Nomar Garciaparra (Getty Images)
Per reader request, here is a Career Profile for Nomar Garciaparra.
A college star at Georgia Tech, Nomar Garciaparra was drafted by the Boston Red Sox in the first round of the 1994 draft, 12th overall. In college he drew raves for his defensive ability and his line-drive hitting skills. He hit .427 with 26 doubles 11 triples, 16 homers, and 33 steals for the Yellow Jackets. There was some question about how much power he would show in pro ball, but he wasn't expected to need long in the minors. He hit .295/.356/.419 in 28 games for Sarasota in the Florida State League after signing, with 10 walks and just six strikeouts in 105 at-bats. A similar player now would get at least a Grade B+.
Garciaparra was sent to Double-A Trenton for 1995. He hit .267/.338/.384 with 50 walks and 42 strikeouts in 513 at-bats.
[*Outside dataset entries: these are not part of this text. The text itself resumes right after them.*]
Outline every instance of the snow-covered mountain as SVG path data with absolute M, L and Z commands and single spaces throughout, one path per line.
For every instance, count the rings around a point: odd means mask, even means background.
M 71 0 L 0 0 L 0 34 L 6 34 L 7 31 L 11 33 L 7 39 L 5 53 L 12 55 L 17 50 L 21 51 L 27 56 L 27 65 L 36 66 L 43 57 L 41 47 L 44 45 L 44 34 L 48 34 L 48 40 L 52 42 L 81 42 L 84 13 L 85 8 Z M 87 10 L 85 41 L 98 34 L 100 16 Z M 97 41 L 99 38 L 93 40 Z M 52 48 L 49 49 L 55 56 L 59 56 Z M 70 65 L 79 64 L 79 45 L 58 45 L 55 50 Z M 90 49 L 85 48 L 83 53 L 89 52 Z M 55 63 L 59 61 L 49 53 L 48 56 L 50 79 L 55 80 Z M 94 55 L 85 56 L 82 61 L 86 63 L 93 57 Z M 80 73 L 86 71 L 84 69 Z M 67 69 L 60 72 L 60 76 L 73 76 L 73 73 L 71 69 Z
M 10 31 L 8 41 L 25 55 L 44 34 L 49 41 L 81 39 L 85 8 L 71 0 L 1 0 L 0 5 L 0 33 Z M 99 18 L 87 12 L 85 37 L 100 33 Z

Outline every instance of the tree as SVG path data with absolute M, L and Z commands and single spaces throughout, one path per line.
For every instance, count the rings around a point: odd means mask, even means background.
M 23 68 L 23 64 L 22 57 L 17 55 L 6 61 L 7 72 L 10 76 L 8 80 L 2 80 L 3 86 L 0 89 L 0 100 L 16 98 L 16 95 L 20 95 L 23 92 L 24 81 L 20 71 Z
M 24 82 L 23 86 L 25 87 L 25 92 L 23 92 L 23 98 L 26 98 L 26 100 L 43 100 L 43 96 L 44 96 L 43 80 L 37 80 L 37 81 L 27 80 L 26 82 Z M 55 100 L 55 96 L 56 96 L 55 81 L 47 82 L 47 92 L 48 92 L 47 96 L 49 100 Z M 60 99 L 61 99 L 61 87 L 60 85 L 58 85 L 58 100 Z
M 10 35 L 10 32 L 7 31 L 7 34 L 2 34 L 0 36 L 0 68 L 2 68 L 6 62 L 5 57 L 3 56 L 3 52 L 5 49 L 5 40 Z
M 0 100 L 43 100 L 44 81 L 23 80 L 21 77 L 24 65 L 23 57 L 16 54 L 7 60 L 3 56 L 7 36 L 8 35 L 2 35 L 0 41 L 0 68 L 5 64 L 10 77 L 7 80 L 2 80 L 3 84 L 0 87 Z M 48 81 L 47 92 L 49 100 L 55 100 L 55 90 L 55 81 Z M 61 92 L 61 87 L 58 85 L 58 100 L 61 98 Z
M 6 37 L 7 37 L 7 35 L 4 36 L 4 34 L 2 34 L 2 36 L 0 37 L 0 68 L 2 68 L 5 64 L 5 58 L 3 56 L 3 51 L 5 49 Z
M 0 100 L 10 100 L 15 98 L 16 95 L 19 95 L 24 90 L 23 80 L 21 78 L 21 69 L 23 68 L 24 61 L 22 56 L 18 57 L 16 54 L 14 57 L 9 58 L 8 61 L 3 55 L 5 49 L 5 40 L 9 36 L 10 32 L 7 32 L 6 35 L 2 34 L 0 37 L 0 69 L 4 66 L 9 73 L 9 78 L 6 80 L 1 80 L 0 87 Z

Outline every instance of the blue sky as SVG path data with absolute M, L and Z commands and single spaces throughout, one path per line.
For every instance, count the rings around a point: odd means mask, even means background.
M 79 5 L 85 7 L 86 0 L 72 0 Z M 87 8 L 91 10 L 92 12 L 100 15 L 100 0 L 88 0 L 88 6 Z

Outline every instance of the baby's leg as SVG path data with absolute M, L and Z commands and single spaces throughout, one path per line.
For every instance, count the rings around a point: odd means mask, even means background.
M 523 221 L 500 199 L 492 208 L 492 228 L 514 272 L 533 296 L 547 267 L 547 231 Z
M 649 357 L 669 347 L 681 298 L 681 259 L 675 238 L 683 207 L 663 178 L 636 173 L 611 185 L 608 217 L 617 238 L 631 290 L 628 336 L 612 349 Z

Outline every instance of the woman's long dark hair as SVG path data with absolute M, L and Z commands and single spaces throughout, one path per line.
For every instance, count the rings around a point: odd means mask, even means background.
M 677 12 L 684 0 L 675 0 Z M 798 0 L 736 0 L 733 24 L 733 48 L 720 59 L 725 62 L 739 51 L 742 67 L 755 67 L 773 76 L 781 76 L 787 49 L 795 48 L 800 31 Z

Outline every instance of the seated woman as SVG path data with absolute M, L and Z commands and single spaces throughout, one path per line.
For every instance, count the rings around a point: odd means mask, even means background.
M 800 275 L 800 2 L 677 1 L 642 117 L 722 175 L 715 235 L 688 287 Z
His makeup and fielding were lauded, and while he didn't hit especially well in terms of power or batting average, his BB/K/AB was excellent, and many scouts felt his offense would improve. In the 1996 book, I wrote "I expect this, too: a former soccer player, he's a great athlete, has wiry strength, and already has command of the strike zone." I gave him a Grade A- and ranked him as the Number 17 hitting prospect in the game.
Injuries struck in 1996: knee and ankle problems limited him to just 43 games for Triple-A Pawtucket, although his performance in those 43 games was amazing: .343/.387/.733 with 16 homers. He hit .241/.272/.471 in a 24-game trial with the Red Sox late in the year. The "improved offense" that scouts expected manifested itself with a vengeance. Impressed, I wrote "assuming the knee problem is not a long-term issue, he should develop into a Barry Larkin-type player. It will be fun watching him, Derek Jeter, and Alex Rodriguez battle for Silver Bats and Gold Gloves." I gave him a Grade A and had him ranked as the Number Three prospect in baseball, behind Andruw Jones and Vladimir Guerrero.
Nomar seized the shortstop job in 1997, hitting .306/.342/.534 with 30 homers, 44 doubles, and 20 steals, and the Rookie of the Year award. It was just the beginning, and the contours of his career are well-known from that point. He was an amazing talent, with 1999 (.357/.418/.603, 153 OPS+, WAR 6.3, age 25) and 2000 (.372/.434/.599, 155 OPS+, WAR 7.7, age 26) his peak seasons on offense. His second-highest WAR was 1998 at 7.5, boosted by his defense.
As you know, the rash of injuries began in 2001 at age 27, when a wrist injury cost him all but 27 games. He returned to hit .310/.352/.528 (OPS+ 127) in 2002, but he was never quite the same after the injury as he was before. More injuries cost him huge portions of the 2004 and 2005 seasons, and while his bat showed some of its old life occasionally, his steady loss of defensive ability eroded his value.
Garciaparra played 1434 games over 14 seasons, hitting .313/.361/.521, OPS+124, WAR 43.2. His Sim Score list is quite strange: Michael Young, Joe Gordon, Bret Boone, Wally Berger, Travis Fryman, Vern Stephens, Babe Herman, Tony Oliva, Bob Meusel, and Ken Williams are the Top Ten But none of his Sim Scores are higher than 869, a very low score, which means that Nomar was an archetype player, not someone truly similar to anyone else.
If you can imagine Tony Oliva playing excellent shortstop defense, that was Nomar at his peak
He was considered a certain Hall of Famer early in his career, but his inability to stay healthy in his 30s hurt his case. His Black Ink score is just 15 (average HoFer is 27). Gray Ink: 78 (144); Monitor 112 (100), Standards 41 (50). His career 43.2 WAR ranks 44th All-Time among shortstops. Players in that territory include Dave Concepcion, Dick McAuliffe, Alvin Dark, Maury Wills, and Dick Groat. Nomar certainly played like a Hall of Famer at his peak, but he didn't last long enough.
As a prospect, he showed an exceptionally good BB/K/AB ratio with a fair number of walks and very few strikeouts. He didn't develop his power until he reached the majors, although even when he was hitting just eight homers in Double-A, many scouts saw the potential for much more power in his bat.